- North American cover art
- Developer: Advance Communication Company
- Publisher: Toho
- Producers: Masato Takeno Junichi Tsunoda Seigo Taniguchi Michiharu Hasuya MIS
- Composers: Michiharu Hasuya Junko Yokoyama
- Series: Godzilla
- Platform: Super Nintendo Entertainment System
- Release: JP: 23 December 1993; NA: July 1994;
- Genre: Action
- Mode: Single-player

= Super Godzilla =

1993 video game

Super Godzilla (超ゴジラ, Chō-Gojira) is a video game for the Super Nintendo Entertainment System released in Japan on December 23, 1993, and in North America in July 1994. It is based on Toho's Godzilla franchise and was developed by Advance Communication Company.

==Gameplay==
The player must guide Godzilla through different levels, destroying obstacles and fighting enemies along the way while preserving Godzilla's energy level (decreased by destroying obstacles or by enemy attacks) and working against a time limit.
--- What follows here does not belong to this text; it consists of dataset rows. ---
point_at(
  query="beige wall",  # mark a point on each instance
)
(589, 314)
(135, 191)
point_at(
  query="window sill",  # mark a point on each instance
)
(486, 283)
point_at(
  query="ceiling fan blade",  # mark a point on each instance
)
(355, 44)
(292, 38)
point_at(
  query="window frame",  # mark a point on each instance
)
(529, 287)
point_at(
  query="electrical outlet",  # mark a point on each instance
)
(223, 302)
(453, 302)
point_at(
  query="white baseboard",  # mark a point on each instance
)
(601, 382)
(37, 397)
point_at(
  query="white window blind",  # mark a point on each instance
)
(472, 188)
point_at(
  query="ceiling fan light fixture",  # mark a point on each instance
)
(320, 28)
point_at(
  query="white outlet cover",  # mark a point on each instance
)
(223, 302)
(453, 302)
The game is split in two screens: the top displays Godzilla's actions, while the bottom one is a map that shows his location on the current level. When Godzilla finds a monster to battle, the game switches to a side-view fighting segment.

===Playable monsters===
- Godzilla - Defender of Japan, the atomic dinosaur that once destroyed civilization became humanity's only hope for survival. In his quest to rid the Earth of its aggressors, Godzilla is aided by a small band of humans that control the King of the Monsters as he faces other monsters.
- Super Godzilla (Japanese Name: 超ゴジラ, Chō-Gojira) - After King Ghidorah is resurrected as Mecha-King Ghidorah, the human characters determine that Godzilla must increase in power, and so Godzilla has to seek out the three capsules of Super S energy to become Super Godzilla. After defeating Mecha-King Ghidorah, Bagan, the ultimate enemy monster of the game appears and Godzilla again changes into Super Godzilla in order to combat him.

===Enemy monsters===
- King Ghidorah
- Mechagodzilla (the Japanese version has the Heisei Mechagodzilla; the US version has the original Showa Mechagodzilla as Godzilla vs. Mechagodzilla II had not been released internationally yet.)
- Biollante
- Battra
- Mecha-King Ghidorah
- Bagan — an ancient creature of Chinese origin, augmented with King Ghidorah's DNA and Dr. Shiragami's serum, who serves as the game's final boss. Bagan, though having never appeared in the Godzilla film series, was originally developed for two unproduced Toho films throughout the 1980s and 1990s, being scrapped for both of them before production began. He would later be planned to appear in a 1995 film, though was scrapped once again.
- UFO (must battle them consistently beginning in Stage 2 unless Godzilla finds and destroys the Mothership in each stage)

==Story==
When King Ghidorah suddenly attacks Osaka, the military deploys the Super X II to locate Godzilla, and they use a transmitter to control the mutant dinosaur. Godzilla is led to Osaka, where he fights and kills King Ghidorah. Immediately afterwards, Ghidorah's body vanishes and an alien spaceship appears. The invaders reveal that they were controlling Ghidorah, and demand that the human race surrender. Meanwhile, another Godzilla appears in Mt. Fuji, and the Super X II lures the real Godzilla there to fight it. Godzilla confronts the new Godzilla, who is revealed to be Mechagodzilla wearing an artificial skin. During Godzilla's fight with the robot, the aliens kidnap Dr. Shiragami and take him to Lake Ashino. Godzilla goes there to rescue the professor, and is confronted by Biollante, his plant-like clone. After defeating Biollante, the Super X II rescues Shiragami, it is revealed that the doctor had recovered DNA samples of Godzilla and King Ghidorah and had been experimenting on them to create a serum that enhances the physical attributes of any being. However, the aliens invaded his laboratory and stole the samples, using them to create Biollante.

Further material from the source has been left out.